The CBI has filed a chargesheet in the TSR scam, causing a loss of Rs 90 crore. The Comptroller and Auditor General, the highest audit body, says there were deficiencies in the system and it was never tested in trials or real-time events.
THIS BRAND new stadium hosted the netball event and was a training venue for athletics. The stadium owned by the Delhi government is still not open to the public. On enquiry, the reason cited was “some administrative problems”. Two big halls that can be used for badminton and table tennis lie in complete darkness.
The tennis court hardly resembled one. An official informed that it was constructed in a hurry for the CWG. It was of poor quality and ill-conceived. “During rains, it gets flooded,” remarked a caretaker at the stadium, unwilling to be quoted. While the tennis courts are being redone now, even the athletics track looks dilapidated.
TEHELKA also learnt that the solar power plant and dual fuel gas turbine procured for Rs 33 crore to reduce electricity consumption in the stadium are not in use.
WHILE THE cycling federation is trying to convince the ministry to open an international academy here, the gymnasts are stranded. The gymnastics federation complains that recently the girls’ camp scheduled here was abruptly called off. “When the camp was cancelled without notice, we were not even provided an alternative. This, when the team was training for an international tournament,” said Kaushik Bidiwala, general secretary of the federation. Coach Devinder Rathore says the stadium is designed in such a way that it can only be used for competitions. “It does not even have a training pit, a basic requirement for training,” he adds.
THE TRAINING venue for hockey missed the Commonwealth Games deadline and is still a work in progress. TEHELKA has learnt that the CWG Organising Committee went against the advice of the consultants to not use the stadium as it needed a major facelift and also because it was far from other venues. Even the Shunglu Committee report says that the stadium’s renovation was unnecessary and without a legacy use.

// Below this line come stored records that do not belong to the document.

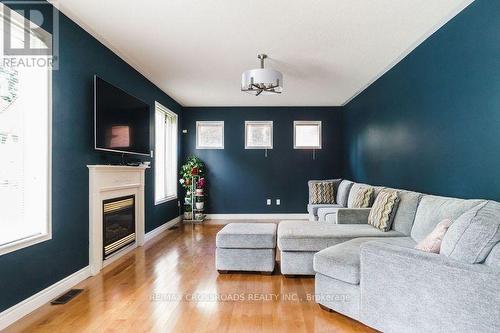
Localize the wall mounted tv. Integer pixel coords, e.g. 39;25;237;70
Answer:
94;75;150;156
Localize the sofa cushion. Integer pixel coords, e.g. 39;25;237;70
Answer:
278;221;404;251
215;222;278;249
410;195;485;242
392;190;422;236
307;204;342;220
318;205;343;222
349;186;375;208
441;201;500;264
484;242;500;269
307;179;342;204
368;189;399;231
336;179;354;207
313;237;415;284
415;219;453;253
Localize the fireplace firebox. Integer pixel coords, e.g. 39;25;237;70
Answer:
102;195;135;259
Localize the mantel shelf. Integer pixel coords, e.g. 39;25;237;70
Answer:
87;164;150;170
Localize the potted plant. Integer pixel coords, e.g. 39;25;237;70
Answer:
179;155;205;190
196;177;207;195
184;205;193;220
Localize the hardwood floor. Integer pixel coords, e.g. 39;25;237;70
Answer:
5;225;373;333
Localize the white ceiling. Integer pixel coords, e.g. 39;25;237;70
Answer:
49;0;472;106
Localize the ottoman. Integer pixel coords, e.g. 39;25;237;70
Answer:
215;223;276;274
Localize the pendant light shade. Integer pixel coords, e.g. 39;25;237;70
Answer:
241;54;283;96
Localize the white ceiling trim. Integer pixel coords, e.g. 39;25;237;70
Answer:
48;0;474;107
341;0;475;106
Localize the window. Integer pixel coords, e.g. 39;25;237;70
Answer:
0;5;52;255
196;121;224;149
293;121;321;149
245;121;273;149
155;102;177;204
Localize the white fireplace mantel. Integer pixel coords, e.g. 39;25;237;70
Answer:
87;165;147;275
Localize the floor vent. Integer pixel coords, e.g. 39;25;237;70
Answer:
50;289;83;305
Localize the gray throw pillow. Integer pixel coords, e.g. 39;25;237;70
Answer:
441;201;500;264
307;179;342;204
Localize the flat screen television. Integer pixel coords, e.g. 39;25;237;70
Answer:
94;75;150;156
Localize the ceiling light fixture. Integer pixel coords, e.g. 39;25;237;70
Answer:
241;54;283;96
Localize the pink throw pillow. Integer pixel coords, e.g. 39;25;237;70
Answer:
415;219;453;253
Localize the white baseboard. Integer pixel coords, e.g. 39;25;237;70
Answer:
206;214;309;224
144;216;181;243
0;266;90;331
0;216;181;331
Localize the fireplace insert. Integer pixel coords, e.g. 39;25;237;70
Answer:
102;195;135;259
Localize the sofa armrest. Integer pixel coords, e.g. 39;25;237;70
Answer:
337;208;371;224
360;241;500;332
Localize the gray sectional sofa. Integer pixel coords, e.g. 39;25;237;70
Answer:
277;181;500;332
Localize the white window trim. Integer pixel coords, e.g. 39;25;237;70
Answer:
245;120;274;149
153;101;179;206
195;121;224;149
293;120;323;149
0;8;52;256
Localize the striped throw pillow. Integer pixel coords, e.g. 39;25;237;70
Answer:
352;186;375;208
311;182;336;204
368;190;399;231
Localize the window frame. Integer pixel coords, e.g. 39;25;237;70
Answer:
154;101;179;206
0;4;53;256
245;120;274;150
293;120;323;149
195;120;225;149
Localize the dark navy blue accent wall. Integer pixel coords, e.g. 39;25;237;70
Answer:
0;1;181;311
182;107;342;214
345;0;500;200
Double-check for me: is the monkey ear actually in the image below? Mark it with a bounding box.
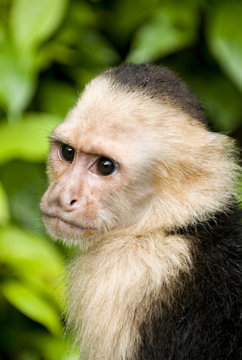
[202,133,225,155]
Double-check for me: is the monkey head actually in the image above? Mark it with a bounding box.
[41,65,238,248]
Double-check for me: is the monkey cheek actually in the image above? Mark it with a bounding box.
[43,216,97,245]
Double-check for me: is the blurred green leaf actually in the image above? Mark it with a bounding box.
[188,73,242,132]
[34,335,79,360]
[207,0,242,90]
[0,183,10,226]
[0,160,47,232]
[0,113,61,163]
[39,81,78,117]
[0,227,64,283]
[105,0,159,43]
[0,40,36,116]
[126,2,198,63]
[10,0,68,51]
[1,280,62,335]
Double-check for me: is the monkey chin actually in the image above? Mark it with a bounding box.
[42,214,99,250]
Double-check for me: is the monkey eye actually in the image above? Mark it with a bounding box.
[97,156,116,176]
[59,144,75,162]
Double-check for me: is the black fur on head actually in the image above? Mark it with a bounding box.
[104,64,205,122]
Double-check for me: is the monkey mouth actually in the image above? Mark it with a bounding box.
[42,212,96,233]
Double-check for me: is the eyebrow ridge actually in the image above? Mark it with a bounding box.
[49,134,113,159]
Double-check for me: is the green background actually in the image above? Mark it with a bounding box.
[0,0,242,360]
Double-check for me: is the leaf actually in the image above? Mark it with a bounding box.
[0,40,36,116]
[0,183,10,226]
[0,113,61,163]
[127,2,198,63]
[0,226,64,283]
[0,160,47,232]
[10,0,68,51]
[185,73,242,132]
[207,1,242,90]
[1,280,62,336]
[39,81,78,117]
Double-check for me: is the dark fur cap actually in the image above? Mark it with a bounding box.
[104,64,204,122]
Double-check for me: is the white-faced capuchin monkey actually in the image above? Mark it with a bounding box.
[41,65,242,360]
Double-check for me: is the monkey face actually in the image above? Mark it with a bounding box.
[41,81,155,244]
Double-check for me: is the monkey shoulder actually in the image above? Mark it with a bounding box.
[138,207,242,360]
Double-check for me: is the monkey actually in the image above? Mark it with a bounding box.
[41,64,242,360]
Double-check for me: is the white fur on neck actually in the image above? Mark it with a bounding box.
[66,233,191,360]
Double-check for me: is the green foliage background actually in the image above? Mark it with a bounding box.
[0,0,242,360]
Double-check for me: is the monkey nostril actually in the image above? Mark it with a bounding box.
[70,199,77,206]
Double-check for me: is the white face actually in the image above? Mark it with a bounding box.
[41,80,155,244]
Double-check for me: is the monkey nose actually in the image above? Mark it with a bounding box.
[70,199,78,209]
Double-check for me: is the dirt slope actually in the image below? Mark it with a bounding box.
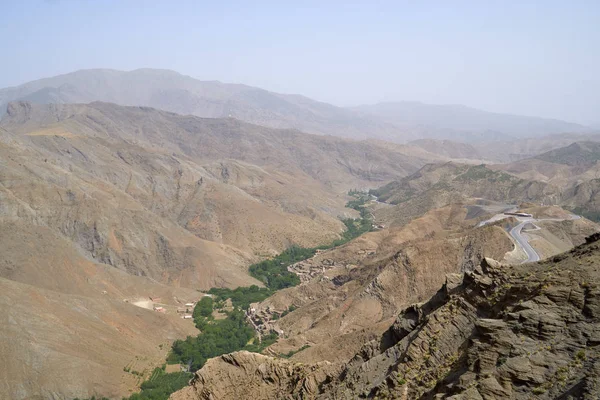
[171,235,600,400]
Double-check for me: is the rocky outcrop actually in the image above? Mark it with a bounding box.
[171,351,339,400]
[322,242,600,400]
[172,236,600,400]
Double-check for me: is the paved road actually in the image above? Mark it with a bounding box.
[478,214,581,263]
[509,218,540,263]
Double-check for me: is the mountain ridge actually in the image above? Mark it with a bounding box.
[0,68,590,142]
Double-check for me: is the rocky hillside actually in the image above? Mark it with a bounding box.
[0,69,414,141]
[373,162,553,204]
[0,102,440,399]
[171,235,600,400]
[490,141,600,220]
[371,162,562,226]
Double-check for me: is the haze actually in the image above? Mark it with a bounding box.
[0,1,600,124]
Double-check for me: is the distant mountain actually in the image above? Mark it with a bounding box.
[408,139,484,160]
[0,102,446,399]
[0,69,415,142]
[535,142,600,167]
[0,69,589,143]
[351,101,590,141]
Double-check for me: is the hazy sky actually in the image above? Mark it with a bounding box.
[0,0,600,123]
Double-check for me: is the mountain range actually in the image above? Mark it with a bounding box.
[0,69,590,142]
[0,69,600,400]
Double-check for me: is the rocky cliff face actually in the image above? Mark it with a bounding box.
[172,235,600,400]
[172,351,339,400]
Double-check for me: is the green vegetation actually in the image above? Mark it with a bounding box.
[127,368,192,400]
[192,296,213,319]
[456,164,518,182]
[73,396,110,400]
[279,344,310,358]
[208,285,273,309]
[249,246,310,291]
[247,191,372,290]
[167,309,254,371]
[571,207,600,222]
[112,191,372,400]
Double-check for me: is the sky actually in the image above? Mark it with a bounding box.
[0,0,600,124]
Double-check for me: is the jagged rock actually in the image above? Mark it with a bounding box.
[173,236,600,400]
[171,351,339,400]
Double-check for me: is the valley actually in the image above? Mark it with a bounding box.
[0,76,600,400]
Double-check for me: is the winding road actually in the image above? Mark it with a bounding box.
[509,218,540,263]
[478,214,581,264]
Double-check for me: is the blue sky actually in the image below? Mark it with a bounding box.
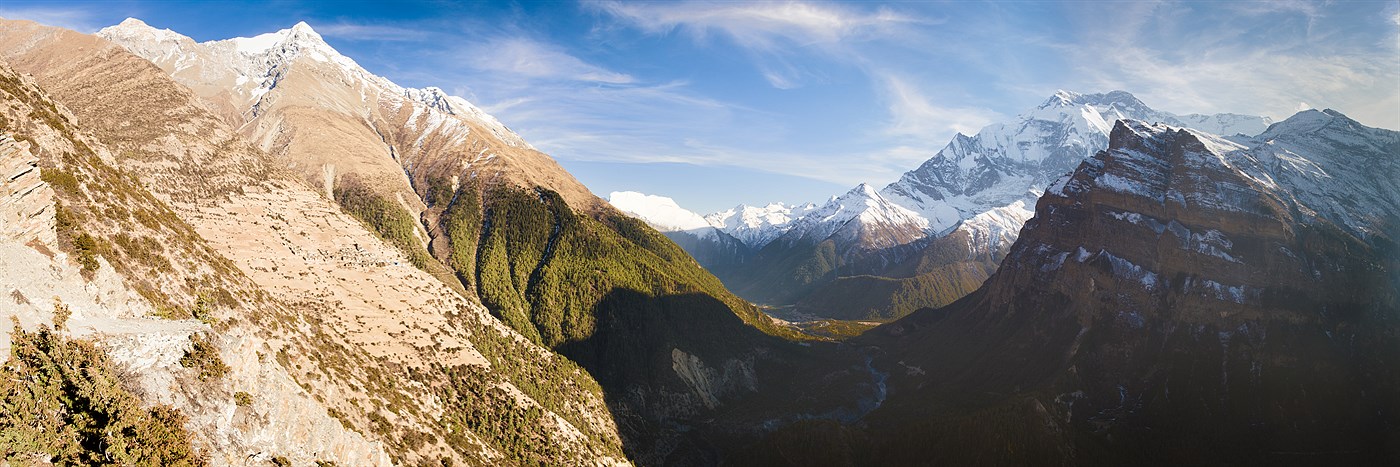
[0,0,1400,213]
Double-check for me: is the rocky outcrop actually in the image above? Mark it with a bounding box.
[0,21,626,466]
[840,112,1400,464]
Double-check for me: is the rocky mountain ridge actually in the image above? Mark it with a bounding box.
[624,91,1270,320]
[840,110,1400,464]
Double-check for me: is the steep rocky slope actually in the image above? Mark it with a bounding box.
[0,21,624,464]
[800,110,1400,464]
[99,16,851,463]
[635,91,1270,320]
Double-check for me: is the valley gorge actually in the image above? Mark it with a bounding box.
[0,12,1400,466]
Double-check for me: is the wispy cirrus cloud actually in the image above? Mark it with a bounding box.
[316,22,431,41]
[585,1,930,50]
[1061,1,1400,129]
[466,36,636,84]
[584,1,938,89]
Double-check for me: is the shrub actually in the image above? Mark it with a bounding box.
[179,334,230,382]
[0,326,204,466]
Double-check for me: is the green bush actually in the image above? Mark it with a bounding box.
[335,176,433,271]
[0,327,204,466]
[179,334,230,382]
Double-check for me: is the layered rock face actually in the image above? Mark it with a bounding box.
[845,116,1400,464]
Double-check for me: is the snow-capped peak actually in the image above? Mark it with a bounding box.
[97,18,532,148]
[704,203,816,249]
[783,183,928,249]
[608,192,714,235]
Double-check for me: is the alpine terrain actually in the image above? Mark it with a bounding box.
[624,91,1270,320]
[0,7,1400,466]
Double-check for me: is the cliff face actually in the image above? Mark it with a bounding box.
[828,118,1400,464]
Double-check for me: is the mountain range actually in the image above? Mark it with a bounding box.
[615,91,1270,320]
[0,14,1400,466]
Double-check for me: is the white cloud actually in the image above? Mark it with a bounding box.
[1058,3,1400,129]
[589,1,924,50]
[468,38,636,84]
[585,1,937,89]
[881,73,1002,143]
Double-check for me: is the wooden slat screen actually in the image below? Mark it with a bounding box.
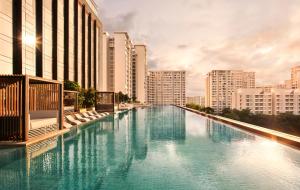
[0,78,22,140]
[29,84,59,111]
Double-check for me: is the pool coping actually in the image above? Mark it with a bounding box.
[177,106,300,150]
[0,114,113,148]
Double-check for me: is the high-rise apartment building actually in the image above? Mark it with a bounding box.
[0,0,102,89]
[186,96,205,107]
[291,66,300,89]
[231,88,300,115]
[205,70,255,113]
[98,32,109,92]
[107,32,132,97]
[132,45,147,103]
[147,71,186,106]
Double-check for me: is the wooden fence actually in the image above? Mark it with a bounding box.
[0,75,63,141]
[95,92,115,113]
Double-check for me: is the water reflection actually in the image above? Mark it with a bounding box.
[146,106,186,141]
[0,106,300,189]
[206,119,255,143]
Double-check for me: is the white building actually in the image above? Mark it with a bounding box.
[132,45,147,103]
[291,66,300,89]
[186,96,205,107]
[107,32,132,97]
[147,71,186,106]
[231,88,300,115]
[0,0,102,90]
[99,32,109,92]
[205,70,255,113]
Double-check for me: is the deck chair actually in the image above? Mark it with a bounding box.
[87,111,101,119]
[82,112,97,120]
[74,113,90,122]
[66,115,82,125]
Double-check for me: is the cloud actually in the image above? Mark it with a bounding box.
[103,11,136,32]
[97,0,300,95]
[177,44,188,49]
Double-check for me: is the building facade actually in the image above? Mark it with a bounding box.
[186,96,205,107]
[205,70,255,113]
[291,66,300,89]
[0,0,102,89]
[99,32,109,92]
[107,32,132,98]
[132,45,147,103]
[147,71,186,106]
[231,88,300,115]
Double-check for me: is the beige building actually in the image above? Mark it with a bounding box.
[0,0,102,89]
[205,70,255,113]
[98,32,109,92]
[147,71,186,106]
[132,45,147,103]
[231,88,300,115]
[186,96,205,107]
[290,66,300,89]
[107,32,132,97]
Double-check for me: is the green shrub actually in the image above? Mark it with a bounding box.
[64,80,80,91]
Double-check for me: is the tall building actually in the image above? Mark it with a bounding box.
[147,71,186,106]
[205,70,255,113]
[186,96,205,107]
[107,32,132,97]
[291,66,300,89]
[132,45,147,103]
[99,32,109,91]
[231,88,300,115]
[0,0,102,89]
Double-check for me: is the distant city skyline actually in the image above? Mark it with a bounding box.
[95,0,300,96]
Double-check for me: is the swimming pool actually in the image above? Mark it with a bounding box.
[0,106,300,190]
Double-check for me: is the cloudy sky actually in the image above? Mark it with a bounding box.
[95,0,300,96]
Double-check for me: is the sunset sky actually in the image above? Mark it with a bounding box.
[95,0,300,96]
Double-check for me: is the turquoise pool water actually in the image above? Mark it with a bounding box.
[0,106,300,190]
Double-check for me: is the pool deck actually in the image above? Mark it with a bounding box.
[0,114,111,148]
[177,106,300,149]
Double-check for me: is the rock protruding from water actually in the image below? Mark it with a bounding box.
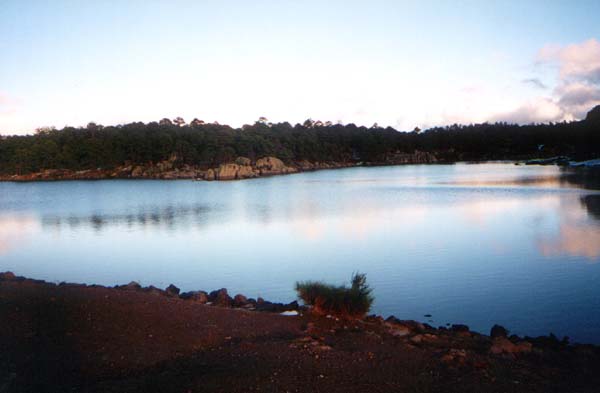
[208,288,233,307]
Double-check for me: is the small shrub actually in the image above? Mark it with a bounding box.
[296,273,374,318]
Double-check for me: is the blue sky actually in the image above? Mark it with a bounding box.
[0,0,600,134]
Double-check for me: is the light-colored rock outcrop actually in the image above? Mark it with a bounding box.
[215,163,258,180]
[255,157,298,176]
[204,169,216,180]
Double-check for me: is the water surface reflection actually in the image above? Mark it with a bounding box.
[0,164,600,342]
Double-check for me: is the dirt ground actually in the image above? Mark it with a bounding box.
[0,276,600,393]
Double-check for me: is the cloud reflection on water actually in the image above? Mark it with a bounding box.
[0,215,40,255]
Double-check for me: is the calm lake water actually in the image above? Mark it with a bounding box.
[0,164,600,343]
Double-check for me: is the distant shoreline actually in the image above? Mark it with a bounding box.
[0,152,440,182]
[0,272,600,392]
[0,152,600,183]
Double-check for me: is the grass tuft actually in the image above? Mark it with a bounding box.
[295,273,375,318]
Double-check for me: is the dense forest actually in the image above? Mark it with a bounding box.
[0,106,600,174]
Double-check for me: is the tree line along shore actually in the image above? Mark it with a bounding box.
[0,106,600,180]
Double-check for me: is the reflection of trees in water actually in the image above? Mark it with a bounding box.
[581,194,600,220]
[560,168,600,190]
[42,205,210,231]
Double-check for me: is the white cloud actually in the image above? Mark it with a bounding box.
[538,38,600,83]
[490,98,573,124]
[491,38,600,124]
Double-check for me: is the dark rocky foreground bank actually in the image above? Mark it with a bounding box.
[0,151,438,181]
[0,273,600,393]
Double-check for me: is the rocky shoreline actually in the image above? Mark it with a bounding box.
[0,272,600,392]
[0,151,439,182]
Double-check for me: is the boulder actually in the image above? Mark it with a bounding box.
[215,163,257,180]
[233,293,248,307]
[255,157,297,175]
[450,324,469,333]
[208,288,233,307]
[0,272,17,281]
[237,165,258,179]
[143,285,165,295]
[490,337,532,355]
[165,284,179,296]
[490,325,508,338]
[115,281,142,291]
[235,157,252,166]
[204,169,215,180]
[131,165,144,177]
[179,291,208,304]
[216,164,240,180]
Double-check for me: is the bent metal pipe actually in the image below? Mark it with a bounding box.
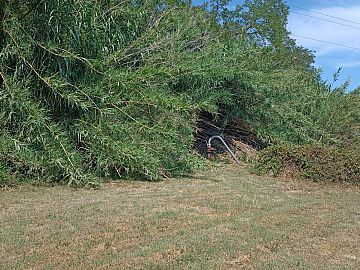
[207,135,240,164]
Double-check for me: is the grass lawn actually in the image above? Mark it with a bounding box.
[0,165,360,269]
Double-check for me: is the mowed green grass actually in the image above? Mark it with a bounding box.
[0,166,360,269]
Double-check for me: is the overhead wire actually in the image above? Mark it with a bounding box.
[289,5,360,51]
[288,5,360,25]
[292,11,360,30]
[291,34,360,51]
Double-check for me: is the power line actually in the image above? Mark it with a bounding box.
[289,5,360,25]
[292,11,360,30]
[291,34,360,51]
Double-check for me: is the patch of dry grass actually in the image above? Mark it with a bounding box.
[0,166,360,269]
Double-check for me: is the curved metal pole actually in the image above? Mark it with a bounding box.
[207,135,240,164]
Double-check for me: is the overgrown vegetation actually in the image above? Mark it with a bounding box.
[254,145,360,184]
[0,0,360,185]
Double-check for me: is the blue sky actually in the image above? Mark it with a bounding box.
[193,0,360,90]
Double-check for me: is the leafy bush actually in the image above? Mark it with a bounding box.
[254,145,360,184]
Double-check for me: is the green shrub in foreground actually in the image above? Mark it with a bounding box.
[254,145,360,184]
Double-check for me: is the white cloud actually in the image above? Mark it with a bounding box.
[288,6,360,56]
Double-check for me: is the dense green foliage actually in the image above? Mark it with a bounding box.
[254,145,360,184]
[0,0,360,184]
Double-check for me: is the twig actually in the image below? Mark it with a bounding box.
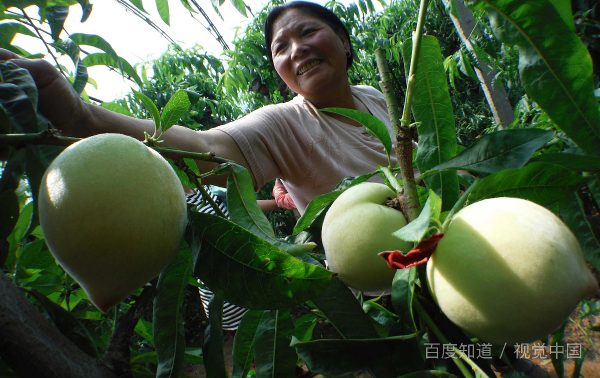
[21,9,67,77]
[375,49,421,222]
[102,286,158,377]
[0,130,220,164]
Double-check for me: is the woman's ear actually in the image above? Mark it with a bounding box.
[335,30,350,51]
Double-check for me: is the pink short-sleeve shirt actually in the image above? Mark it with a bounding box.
[218,86,397,214]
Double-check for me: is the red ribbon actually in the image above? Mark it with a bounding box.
[379,233,444,269]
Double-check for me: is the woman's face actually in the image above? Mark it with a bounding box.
[271,9,349,99]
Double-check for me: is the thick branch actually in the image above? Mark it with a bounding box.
[0,273,116,378]
[375,49,421,221]
[0,130,218,163]
[102,286,157,377]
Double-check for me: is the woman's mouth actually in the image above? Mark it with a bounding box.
[298,60,322,75]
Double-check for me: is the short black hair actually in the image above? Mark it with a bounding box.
[265,0,354,70]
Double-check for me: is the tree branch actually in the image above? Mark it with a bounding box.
[0,273,116,378]
[375,49,421,222]
[102,285,158,378]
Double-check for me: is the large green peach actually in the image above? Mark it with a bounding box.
[427,198,598,345]
[39,134,187,311]
[321,183,412,291]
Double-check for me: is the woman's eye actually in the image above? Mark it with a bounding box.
[273,44,285,54]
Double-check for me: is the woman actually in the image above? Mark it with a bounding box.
[0,1,395,213]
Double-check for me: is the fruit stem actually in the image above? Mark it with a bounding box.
[191,177,228,219]
[413,296,482,378]
[440,178,479,234]
[381,167,402,194]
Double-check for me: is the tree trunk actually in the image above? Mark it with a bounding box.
[443,0,514,129]
[0,273,116,378]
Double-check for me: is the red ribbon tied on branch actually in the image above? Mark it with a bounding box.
[379,233,444,269]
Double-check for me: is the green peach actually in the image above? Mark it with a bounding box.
[321,183,412,291]
[39,134,187,311]
[427,198,598,345]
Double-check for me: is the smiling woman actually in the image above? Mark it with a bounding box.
[0,1,397,336]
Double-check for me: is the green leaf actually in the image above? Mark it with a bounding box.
[132,89,160,135]
[559,192,600,270]
[153,245,193,378]
[155,0,171,25]
[430,129,554,173]
[312,277,379,339]
[292,333,417,376]
[160,90,192,134]
[398,370,458,378]
[100,101,134,117]
[52,39,88,94]
[0,83,38,133]
[202,295,227,378]
[294,314,319,342]
[69,33,120,62]
[135,318,158,346]
[5,201,33,268]
[392,190,442,242]
[231,310,264,378]
[185,212,332,310]
[21,288,99,358]
[469,163,588,206]
[321,108,392,160]
[531,152,600,172]
[46,5,69,41]
[15,239,55,279]
[0,190,21,241]
[0,22,37,48]
[465,0,600,156]
[402,35,459,211]
[227,163,316,256]
[392,267,417,332]
[183,348,204,365]
[129,0,148,14]
[82,53,142,87]
[0,55,38,109]
[254,310,298,378]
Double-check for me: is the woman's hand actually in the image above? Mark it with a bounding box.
[0,49,92,136]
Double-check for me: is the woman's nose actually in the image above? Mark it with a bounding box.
[292,41,308,59]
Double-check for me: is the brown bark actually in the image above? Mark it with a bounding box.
[0,273,116,378]
[102,284,158,378]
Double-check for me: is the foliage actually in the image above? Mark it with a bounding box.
[0,0,600,377]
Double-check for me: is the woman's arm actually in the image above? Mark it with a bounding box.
[0,49,256,186]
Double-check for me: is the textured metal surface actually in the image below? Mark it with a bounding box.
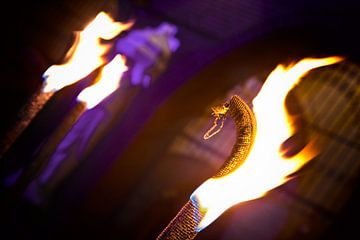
[213,95,256,178]
[158,95,256,240]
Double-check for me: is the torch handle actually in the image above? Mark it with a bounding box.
[156,200,202,240]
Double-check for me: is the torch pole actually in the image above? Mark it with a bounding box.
[0,88,54,158]
[156,200,203,240]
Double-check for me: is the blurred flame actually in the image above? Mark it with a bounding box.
[190,57,342,231]
[43,12,133,92]
[77,54,127,109]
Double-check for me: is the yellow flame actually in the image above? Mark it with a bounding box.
[77,54,127,109]
[191,57,342,231]
[43,12,133,92]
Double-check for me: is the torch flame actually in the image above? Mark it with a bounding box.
[77,54,127,109]
[43,12,133,92]
[190,57,342,231]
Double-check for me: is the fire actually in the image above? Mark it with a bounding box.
[190,57,342,231]
[77,54,127,109]
[43,12,133,92]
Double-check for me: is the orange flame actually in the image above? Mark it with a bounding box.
[191,57,342,231]
[43,12,133,92]
[77,54,127,109]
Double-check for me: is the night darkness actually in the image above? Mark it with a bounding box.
[0,0,360,239]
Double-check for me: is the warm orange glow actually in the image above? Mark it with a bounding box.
[43,12,133,92]
[77,54,127,109]
[191,57,342,231]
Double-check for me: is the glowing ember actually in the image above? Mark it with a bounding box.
[77,55,127,109]
[43,12,133,92]
[190,57,342,231]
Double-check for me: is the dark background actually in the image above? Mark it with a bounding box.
[0,0,360,239]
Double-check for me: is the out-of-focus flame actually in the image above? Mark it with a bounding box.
[77,54,127,109]
[43,12,133,92]
[191,57,342,231]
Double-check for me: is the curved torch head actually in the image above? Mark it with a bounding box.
[190,57,342,231]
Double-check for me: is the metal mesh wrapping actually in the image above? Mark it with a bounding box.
[157,95,256,240]
[157,201,203,240]
[213,95,256,178]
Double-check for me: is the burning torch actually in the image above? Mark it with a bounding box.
[157,57,342,240]
[0,12,133,157]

THE SWIMMING pool is not in use here, as the heating system has failed. The complex was the venue for badminton and squash. It was also used as a training venue for tennis and aquatics. The huge amount spent on the renovation is not reflected in the quality of construction. Just before the Games, the roof was found leaking. A temporary arrangement was made. Till date, a permanent solution has not been found.
According to the Shunglu Committee report, there were major irregularities in the execution of the project. “There was irregularity in appointing the consultant and this caused a loss of Rs 12.29 crore,” it says.
THE YAMUNA Sports Complex was the venue for the archery competition and a training base for swimming, lawn bowls and gymnastics. Now, the pool is dry, clearly unused for months. High-quality heating systems worth Rs 10 crore are non-functional. According to the original site map, there was to be another pool, for which money was sanctioned. But it was never constructed.
The lawn bowls field is unused, as it is not a priority sport in India. There is no plan to use it for an alternative sport either.
The archery venue, according to the legacy plan, was to be turned into a cricket ground. There are no visible signs of a pitch on the uneven field. It mostly lies vacant, with even the archery federation unable to afford its use.
“We can’t hold camps there as we have to pay about Rs 1 lakh a day to the Delhi Development Authority,” said Paresh Nath Mukherjee, general secretary of the federation. “We had also told them way back in 2006 that this field would not meet the requirements of the sport. It’s a sheer waste of money.”
The basketball court is in shambles. In some cases the hoops are missing, while in others the nets are torn. With rubble lining the court, it resembles a dumping ground.